1 mom found this helpful

I found that my son was the same. I also found that American parents tend to want their children in sports, even if the kids don't want to. So my advice to you is to let your son develop his interests and let you know what he wants to do, and than you can support him in his choices :)))

1 mom found this helpful

My 6 year old went through the same thing! So what I did was each season he had to try a new sport through Renton Rookies. This went on for months and nothing. Then I told him that if he didn't choose a sport he would no longer have access to his Nintendo DS. He is now a Soccer Champ. Not sure if it helps, but it did for us! So now, we go to his practices, games and have interraction with those kids and parents off the field too. This way he has been able to develop relationships with other kids that then flow onto the field. Makes for a comfortable situation for him and the shyness ends up going away after time.

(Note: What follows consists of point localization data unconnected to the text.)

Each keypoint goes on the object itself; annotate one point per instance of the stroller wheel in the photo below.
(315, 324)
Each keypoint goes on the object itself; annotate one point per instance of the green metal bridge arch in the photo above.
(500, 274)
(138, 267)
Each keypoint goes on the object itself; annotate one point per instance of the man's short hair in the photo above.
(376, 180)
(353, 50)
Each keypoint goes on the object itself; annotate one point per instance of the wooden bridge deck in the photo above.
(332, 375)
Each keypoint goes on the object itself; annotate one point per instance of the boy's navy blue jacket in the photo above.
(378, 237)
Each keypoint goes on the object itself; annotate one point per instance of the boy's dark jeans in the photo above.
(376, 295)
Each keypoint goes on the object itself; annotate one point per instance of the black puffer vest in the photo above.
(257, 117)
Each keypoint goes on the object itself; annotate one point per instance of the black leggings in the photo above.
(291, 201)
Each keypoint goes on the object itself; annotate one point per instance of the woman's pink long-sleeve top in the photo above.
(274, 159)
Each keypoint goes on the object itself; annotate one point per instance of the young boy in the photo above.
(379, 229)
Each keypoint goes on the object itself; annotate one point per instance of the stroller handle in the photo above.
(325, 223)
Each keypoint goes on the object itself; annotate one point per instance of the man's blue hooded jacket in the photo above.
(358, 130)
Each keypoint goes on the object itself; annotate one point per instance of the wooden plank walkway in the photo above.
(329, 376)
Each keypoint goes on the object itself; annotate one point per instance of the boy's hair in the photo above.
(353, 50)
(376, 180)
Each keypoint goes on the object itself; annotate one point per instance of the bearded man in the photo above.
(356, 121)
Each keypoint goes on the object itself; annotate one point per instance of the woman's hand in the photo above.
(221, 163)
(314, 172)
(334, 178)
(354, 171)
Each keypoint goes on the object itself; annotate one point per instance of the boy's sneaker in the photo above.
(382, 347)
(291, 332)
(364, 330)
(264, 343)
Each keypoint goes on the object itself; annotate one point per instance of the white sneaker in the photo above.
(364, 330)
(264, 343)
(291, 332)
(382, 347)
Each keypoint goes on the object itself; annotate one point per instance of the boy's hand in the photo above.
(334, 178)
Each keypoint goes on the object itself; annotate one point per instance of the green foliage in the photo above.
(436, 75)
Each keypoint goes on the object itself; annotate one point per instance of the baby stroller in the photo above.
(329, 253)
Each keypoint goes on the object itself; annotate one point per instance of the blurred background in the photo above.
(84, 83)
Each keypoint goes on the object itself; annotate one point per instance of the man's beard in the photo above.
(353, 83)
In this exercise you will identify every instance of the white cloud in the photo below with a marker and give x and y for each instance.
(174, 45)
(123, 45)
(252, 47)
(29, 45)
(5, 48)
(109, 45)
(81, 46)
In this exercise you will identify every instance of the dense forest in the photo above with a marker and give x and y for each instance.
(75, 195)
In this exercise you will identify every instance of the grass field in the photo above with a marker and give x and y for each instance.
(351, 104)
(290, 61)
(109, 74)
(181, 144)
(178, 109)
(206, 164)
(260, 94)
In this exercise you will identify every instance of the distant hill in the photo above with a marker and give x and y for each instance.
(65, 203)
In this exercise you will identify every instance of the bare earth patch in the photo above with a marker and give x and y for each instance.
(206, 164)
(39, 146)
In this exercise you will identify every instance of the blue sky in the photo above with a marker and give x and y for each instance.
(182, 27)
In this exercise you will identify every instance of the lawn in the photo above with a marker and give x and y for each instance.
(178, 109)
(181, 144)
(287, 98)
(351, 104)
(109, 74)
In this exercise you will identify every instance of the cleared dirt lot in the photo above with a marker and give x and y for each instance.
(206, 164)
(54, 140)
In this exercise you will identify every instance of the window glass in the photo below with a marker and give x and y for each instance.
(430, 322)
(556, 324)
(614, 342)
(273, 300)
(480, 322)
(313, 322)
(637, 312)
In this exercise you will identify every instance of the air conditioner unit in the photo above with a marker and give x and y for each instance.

I am all about kids finding their way... however they need to have some activity to be involved in to keep them physically active. I have never seen so many kids able to just sit around and play games on the computer and no physical workout required..

For our house it is "choices with limits." Meaning they can have a say in what they enjoy doing and what sports they will be involved in... but it has be be SOMETHING. We are not a "I'm Ok you're Ok" house. If they want to resent me later for having them in a physically active sport... oh well.

Diont forget about swimming. We have a swim team here where we lve and its great! Its great exercise and lots of kids love swimming!